P-Tile Avalon® Streaming Intel® FPGA IP for PCI Express* User Guide

ID 683059
Date 10/07/2024
Public
Document Table of Contents

7.2.1. Overview

The P-Tile Debug Toolkit (DTK) is a System Console-based tool for P-Tile that provides real-time control, monitoring and debugging of the PCIe links at the Physical Layer.

The P-Tile Debug Toolkit allows you to:

  • View protocol and link status of the PCIe links.
  • View PLL and per-channel status of the PCIe links.
  • View the channel analog settings.
  • View the receiver eye and measure the eye height and width for each channel.
  • Indicate the presence of a re-timer connected between the link partners.
Note: The current version of Quartus® Prime supports enabling the Debug Toolkit for both Endpoint mode and Root Port mode, and with the Linux and Windows operating systems only.

The following figure provides an overview of the P-Tile Debug Toolkit in the P-Tile Avalon® -ST IP for PCI Express.

Figure 71. Overview of the P-Tile Debug Toolkit

When you enable the P-Tile Debug Toolkit, the intel_pcie_ptile_ast module of the generated IP includes the Debug Toolkit modules and related logic as shown in the figure above.
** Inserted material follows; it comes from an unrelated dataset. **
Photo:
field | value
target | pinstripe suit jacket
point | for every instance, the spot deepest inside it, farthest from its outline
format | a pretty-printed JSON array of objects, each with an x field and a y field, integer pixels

Drive the Debug Toolkit from a System Console. The System Console connects to the Debug Toolkit via an Native PHY Debug Master Endpoint (NPDME). Make this connection via an Intel FPGA Download Cable.

A multiplexer is implemented to allow dynamic switching between the user AVMM reconfiguration interface and the System Console-based Debug Toolkit, when the Debug Toolkit is enabled. This allows you to switch between the user logic driving the reconfiguration interface and the Debug Toolkit, as both access the same set of registers within the Hard IP. The user AVMM reconfiguration interface has the default access (the default is when toolkit_mode = 0). Upon launching the Debug Toolkit (DTK) from System Console, toolkit_mode is automatically set to 1 for DTK access. While the DTK is open in System Console, user logic will not be able to drive the signals on the user AVMM interface as the multiplexer is set to toolkit_mode = 1. Upon exiting (closing) the Debug Toolkit window in System Console, toolkit_mode is automatically set to 0 for user access.

The Debug Toolkit can be launched successfully only if pending read/write transactions on the reconfiguration interface are completed (indicated by the deassertion of the reconfig_waitrequest signal).

Note: Upon being launched from System Console, the Debug Toolkit will first check if any of the waitrequest signals from the Hard IP is asserted (meaning there is an ongoing request from the user). The System Console message window will show an error message to let the user know there is an ongoing request and the Debug Toolkit cannot be launched.
The PHY reconfiguration interface clock (xcvr_reconfig_clk) is used to clock the following interfaces:
  • The NPDME module
  • PHY reconfiguration interface (xcvr_reconfig)
  • Hard IP reconfiguration interface (hip_reconfig)

Provide a clock source (50 MHz - 125 MHz, 100 MHz recommended clock frequency) to drive the xcvr_reconfig_clk clock. Use the output of the Reset Release Intel FPGA IP to drive the ninit_done, which provides the reset signal to the NPDME module.

When you run a dynamically-generated design example on the Intel Development Kit, make sure that clock and reset signals are connected to their respective sources and appropriate pin assignments are made. Here are some sample .qsf assignments for the Debug Toolkit if you are using the Stratix® 10 DX FPGA Development Kit:
  • set_location_assignment PIN_C23 -to xcvr_reconfig_clk_clk
  • set_instance_assignment -name IO_STANDARD "TRUE DIFFERENTIAL SIGNALING" -to xcvr_reconfig_clk_clk
    Note: This command is auto-generated if you select a target Development Kit. If you choose the option None, you need to do the assignment manually.

When the Debug Toolkit and the Hard IP Reconfiguration interface are enabled in the dynamically-generated design example, check that the hip_reconfig_clk clock is connected to its respective clock source and the pin assignment is made properly.